The risk for cervical cancer after any local treatment of any grade of CIN was found to be higher in treated women rather than the reference population (RR 3.30, 2.57–4.24, I² 83%; nine cohorts, 1145 cancers, 229 118 treated women) (Figure 3; supplementary Table S5 and supplementary Figure S2, available at Annals of Oncology online).⁷^,⁸^,³⁵^,⁴¹^,⁴²^,⁴⁸^,⁴⁹^,⁵¹^,⁵²^,⁵³ The RR for women over the age of 50 was 7.15, 4.75–10.76, I² 0%; two cohorts, eight cancers, 313 treated women. For women under 50 at the time of diagnosis, RR was 4.01, 1.47–10.95, I² 0%; two cohorts, 29 cancers, 2345 treated women. The RR for treated CIN3 lesions alone was 3.09, 2.18–4.39, I² 90%; six cohorts, 946 cancers, 178 919 treated women; meta-analytical pooling for other grades was not possible. The RR for cervical cancer was high after excisional treatment (RR 2.04, 1.88–2.21, I² 0%; three cohorts, 260 cancers, 77 657 treated women). There was much uncertainty in the random-effects meta-analysis of RR after ablative treatment because of only two studies being included with non-overlapping CIs. A fixed-effect meta-analysis estimated the RR 2.69 (0.94–7.65) for ablation (supplementary Figure S2, available at Annals of Oncology online). The summary estimates for cervical RRs were highest in the early follow-up period, but remained consistently elevated thereafter. Our estimate for RR after 20 years was more uncertain, due to the small sample size (RR 2.40, 0.83–6.93, I² 0%). However, the inverse variance method (random- or fixed-effect) reduced uncertainty (RR 2.40, 1.60–3.60) (supplementary Figure S2, available at Annals of Oncology online).

Pooled relative incidence of cervical cancer as compared with the reference population.

Subgroup analyses according to age at cervical intraepithelial neoplasia (CIN) treatment, treatment method for CIN, CIN grade and length of follow-up.

CI, confidence interval; N/A, not available (i.e. meta-analysis not possible); PI, prediction interval; RR, relative risk. *Fixed effect estimate.

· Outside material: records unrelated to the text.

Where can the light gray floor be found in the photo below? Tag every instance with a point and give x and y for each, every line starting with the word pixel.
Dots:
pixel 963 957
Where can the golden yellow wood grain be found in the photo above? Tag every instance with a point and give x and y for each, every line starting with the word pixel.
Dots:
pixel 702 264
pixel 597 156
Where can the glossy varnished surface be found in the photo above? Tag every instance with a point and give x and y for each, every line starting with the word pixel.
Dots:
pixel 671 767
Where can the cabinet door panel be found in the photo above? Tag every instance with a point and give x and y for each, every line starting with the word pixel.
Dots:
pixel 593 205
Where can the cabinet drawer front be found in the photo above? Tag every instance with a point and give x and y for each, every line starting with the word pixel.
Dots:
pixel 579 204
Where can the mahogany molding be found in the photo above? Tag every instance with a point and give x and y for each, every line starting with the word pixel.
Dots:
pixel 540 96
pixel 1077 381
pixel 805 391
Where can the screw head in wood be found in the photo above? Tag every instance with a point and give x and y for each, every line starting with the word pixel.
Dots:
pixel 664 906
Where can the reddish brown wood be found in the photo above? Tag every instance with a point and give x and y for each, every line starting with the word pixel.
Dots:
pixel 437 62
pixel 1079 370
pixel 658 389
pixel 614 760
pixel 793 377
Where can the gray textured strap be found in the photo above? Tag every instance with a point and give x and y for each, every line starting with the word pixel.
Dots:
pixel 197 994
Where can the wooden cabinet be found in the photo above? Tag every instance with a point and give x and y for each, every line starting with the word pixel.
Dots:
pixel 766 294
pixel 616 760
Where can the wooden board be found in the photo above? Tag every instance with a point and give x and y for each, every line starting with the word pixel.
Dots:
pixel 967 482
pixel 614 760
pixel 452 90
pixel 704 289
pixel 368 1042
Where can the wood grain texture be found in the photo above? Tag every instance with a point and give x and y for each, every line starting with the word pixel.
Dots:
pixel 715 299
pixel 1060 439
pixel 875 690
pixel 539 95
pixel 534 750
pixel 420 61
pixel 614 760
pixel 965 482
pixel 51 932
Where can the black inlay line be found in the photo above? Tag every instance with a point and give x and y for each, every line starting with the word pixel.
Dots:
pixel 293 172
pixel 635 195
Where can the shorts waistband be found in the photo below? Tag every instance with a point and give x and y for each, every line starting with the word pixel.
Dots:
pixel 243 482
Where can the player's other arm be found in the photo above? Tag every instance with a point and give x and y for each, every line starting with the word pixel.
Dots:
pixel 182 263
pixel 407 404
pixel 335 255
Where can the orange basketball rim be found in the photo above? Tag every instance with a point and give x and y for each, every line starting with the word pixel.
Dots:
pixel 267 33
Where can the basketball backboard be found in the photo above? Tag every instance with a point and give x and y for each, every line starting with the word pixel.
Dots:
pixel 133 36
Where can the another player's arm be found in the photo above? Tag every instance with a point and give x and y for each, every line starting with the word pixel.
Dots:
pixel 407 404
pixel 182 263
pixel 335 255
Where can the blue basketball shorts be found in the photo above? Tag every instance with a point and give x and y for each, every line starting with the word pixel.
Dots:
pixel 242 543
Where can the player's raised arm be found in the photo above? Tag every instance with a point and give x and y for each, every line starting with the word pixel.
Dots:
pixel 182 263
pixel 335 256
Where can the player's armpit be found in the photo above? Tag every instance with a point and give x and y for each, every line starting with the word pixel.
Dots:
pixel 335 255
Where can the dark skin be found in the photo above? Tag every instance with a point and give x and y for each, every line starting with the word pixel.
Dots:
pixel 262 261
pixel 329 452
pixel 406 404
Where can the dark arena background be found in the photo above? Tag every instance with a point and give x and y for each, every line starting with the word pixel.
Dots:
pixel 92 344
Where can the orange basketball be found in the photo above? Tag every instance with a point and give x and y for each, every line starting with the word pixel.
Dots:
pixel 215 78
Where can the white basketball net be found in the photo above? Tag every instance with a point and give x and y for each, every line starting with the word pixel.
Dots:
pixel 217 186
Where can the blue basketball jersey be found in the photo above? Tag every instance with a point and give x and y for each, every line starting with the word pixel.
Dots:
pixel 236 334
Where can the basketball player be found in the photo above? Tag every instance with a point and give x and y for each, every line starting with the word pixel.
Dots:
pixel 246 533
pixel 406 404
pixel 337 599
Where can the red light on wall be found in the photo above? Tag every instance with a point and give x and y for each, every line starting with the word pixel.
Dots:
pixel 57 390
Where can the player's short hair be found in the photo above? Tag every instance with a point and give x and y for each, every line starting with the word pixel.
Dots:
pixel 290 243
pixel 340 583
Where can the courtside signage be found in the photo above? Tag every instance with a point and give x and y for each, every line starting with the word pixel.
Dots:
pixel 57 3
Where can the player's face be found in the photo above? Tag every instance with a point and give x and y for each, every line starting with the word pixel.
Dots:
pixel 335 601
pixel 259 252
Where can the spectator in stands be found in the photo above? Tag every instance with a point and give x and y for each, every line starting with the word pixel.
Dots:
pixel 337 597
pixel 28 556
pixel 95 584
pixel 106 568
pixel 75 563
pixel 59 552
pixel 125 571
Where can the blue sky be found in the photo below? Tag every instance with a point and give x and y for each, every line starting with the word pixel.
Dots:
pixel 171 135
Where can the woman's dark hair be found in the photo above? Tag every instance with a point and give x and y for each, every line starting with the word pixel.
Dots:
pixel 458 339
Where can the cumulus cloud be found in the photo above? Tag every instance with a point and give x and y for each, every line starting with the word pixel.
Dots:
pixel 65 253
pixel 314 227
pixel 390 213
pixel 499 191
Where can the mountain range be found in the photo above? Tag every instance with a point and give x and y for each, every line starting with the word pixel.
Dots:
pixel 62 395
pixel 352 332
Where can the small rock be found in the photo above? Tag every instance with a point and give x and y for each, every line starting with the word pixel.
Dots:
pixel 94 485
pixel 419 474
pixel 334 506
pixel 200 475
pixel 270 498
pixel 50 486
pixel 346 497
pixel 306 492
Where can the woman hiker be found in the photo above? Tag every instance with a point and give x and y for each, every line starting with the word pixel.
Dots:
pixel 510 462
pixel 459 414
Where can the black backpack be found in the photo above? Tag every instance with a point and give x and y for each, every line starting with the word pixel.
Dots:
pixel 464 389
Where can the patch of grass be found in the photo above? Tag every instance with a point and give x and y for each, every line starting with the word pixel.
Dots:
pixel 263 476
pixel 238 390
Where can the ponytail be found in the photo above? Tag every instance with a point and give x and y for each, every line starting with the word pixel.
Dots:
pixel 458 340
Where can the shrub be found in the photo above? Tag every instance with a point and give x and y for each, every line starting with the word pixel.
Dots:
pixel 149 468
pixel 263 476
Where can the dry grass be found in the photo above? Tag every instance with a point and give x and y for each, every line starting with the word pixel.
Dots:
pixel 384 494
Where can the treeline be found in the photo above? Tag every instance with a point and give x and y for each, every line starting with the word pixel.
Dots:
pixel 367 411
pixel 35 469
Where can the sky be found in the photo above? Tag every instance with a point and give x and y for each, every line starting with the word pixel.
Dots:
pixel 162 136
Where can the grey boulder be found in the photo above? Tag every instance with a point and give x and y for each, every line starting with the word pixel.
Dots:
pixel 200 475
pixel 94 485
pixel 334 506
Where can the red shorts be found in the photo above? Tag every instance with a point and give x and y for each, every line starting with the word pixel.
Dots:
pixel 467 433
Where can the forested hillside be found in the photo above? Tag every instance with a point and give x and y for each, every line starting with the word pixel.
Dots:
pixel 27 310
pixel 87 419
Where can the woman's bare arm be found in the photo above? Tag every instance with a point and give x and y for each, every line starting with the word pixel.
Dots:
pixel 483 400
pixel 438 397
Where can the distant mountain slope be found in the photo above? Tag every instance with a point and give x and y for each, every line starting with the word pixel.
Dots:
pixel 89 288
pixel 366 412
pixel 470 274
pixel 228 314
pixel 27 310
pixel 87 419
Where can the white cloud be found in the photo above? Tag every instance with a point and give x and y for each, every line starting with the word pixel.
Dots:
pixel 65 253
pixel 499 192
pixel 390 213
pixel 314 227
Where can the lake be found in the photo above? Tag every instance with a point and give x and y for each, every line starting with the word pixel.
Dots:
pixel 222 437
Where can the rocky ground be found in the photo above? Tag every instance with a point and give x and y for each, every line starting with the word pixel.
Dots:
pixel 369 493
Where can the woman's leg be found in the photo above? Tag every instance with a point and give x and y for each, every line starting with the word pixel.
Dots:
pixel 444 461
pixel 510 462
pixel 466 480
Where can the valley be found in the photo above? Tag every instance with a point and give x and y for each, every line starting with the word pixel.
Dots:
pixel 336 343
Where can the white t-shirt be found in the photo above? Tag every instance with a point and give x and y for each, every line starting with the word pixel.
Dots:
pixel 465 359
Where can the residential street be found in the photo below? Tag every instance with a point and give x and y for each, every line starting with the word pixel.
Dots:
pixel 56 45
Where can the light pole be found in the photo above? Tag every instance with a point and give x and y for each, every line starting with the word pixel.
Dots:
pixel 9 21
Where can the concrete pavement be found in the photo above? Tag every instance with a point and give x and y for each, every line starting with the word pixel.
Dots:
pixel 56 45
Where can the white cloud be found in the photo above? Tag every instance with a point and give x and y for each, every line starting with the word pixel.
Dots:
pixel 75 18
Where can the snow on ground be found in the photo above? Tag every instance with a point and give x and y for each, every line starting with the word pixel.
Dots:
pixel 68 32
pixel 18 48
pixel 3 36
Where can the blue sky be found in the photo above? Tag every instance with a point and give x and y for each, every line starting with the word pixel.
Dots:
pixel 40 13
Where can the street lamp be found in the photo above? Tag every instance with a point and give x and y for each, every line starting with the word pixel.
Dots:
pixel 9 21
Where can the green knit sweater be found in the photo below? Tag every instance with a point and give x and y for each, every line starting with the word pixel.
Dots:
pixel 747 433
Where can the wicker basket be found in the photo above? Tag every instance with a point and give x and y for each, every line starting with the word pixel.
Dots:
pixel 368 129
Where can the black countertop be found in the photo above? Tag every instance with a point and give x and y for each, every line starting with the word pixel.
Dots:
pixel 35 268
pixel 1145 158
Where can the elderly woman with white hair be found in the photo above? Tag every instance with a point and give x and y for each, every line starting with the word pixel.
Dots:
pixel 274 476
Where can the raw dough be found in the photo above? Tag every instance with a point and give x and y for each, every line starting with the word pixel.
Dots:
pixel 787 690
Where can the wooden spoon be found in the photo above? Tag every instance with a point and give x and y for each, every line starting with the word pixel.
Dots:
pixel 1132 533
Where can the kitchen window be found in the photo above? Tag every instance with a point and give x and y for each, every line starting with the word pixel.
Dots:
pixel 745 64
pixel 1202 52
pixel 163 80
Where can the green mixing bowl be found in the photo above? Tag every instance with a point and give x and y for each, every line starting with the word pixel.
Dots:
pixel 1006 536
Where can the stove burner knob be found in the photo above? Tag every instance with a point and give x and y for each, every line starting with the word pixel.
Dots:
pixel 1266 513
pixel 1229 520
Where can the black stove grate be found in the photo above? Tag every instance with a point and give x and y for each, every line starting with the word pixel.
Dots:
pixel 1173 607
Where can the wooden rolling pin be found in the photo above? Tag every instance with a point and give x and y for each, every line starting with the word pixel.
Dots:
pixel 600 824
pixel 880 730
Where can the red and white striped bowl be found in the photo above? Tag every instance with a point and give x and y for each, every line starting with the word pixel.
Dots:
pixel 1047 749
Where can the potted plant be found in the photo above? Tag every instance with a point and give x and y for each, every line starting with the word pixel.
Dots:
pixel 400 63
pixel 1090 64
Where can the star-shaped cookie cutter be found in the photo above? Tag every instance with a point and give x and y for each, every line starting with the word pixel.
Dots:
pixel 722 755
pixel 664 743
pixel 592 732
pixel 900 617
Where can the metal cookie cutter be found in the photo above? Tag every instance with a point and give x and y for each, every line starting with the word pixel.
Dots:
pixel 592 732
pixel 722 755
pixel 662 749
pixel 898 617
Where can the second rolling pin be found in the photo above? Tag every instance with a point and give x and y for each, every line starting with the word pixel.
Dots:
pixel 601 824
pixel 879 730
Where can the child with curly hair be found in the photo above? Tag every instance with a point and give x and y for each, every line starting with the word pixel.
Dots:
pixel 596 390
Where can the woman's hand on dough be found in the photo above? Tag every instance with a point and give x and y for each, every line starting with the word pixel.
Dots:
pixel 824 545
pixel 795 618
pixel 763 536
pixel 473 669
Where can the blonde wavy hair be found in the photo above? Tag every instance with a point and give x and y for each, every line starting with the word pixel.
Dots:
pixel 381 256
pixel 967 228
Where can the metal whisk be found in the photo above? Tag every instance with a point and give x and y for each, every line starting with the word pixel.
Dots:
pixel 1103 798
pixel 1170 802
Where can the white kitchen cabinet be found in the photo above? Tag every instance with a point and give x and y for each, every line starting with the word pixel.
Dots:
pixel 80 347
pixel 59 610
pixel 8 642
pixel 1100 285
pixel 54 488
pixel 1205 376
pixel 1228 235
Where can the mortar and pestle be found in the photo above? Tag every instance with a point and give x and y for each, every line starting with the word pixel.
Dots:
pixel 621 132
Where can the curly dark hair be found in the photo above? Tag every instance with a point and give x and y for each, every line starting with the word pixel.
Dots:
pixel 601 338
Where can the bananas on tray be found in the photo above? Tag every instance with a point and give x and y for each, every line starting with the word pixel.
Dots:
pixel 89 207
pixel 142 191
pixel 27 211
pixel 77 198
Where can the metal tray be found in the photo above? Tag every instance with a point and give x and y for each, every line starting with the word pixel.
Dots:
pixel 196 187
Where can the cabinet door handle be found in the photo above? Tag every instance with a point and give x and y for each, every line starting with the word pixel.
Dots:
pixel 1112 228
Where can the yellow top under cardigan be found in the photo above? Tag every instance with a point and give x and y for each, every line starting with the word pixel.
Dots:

Anogenital HPV-related cancers

Eleven cohorts were included in the meta-analysis of the RRs of anogenital HPV-related cancers (Figure 4; supplementary Table S6 and supplementary Figure S3, available at Annals of Oncology online).⁵^,³⁶^,³⁷^,³⁸^,⁴⁰^,⁴⁴^,⁴⁶^,⁴⁷^,⁵⁰^,⁵²^,⁵⁶ The RR of vaginal cancer was elevated in women treated for CIN (RR 10.84, 5.58–21.10, I² 82%; six cohorts, 329 cancers, 518 516 treated women) and likewise for vulvar cancer (RR 3.34, 2.39–4.67, I² 64%; seven cohorts, 455 cancers, 511 315 treated women), and anal cancer (RR 5.11, 2.73–9.55, I² 92%; seven cohorts, 534 cancers, 635 390 treated women). The RR of cervical or vaginal cancers combined were elevated compared with the general population (RR 5.71, 1.18–27.58, I² 82%; four cohorts, 1503 cancers, 237 350 treated women). Likewise, for the risk of any anogenital HPV-related cancer (RR 3.69, 2.29–5.94; I² 45%; seven cohorts, 1360 cancers, 548 316 treated women).

Pooled relative incidence of cervical and other cancers and mortality from cervical and vaginal cancer after treatment of cervical intraepithelial neoplasia (CIN) as compared with the reference population.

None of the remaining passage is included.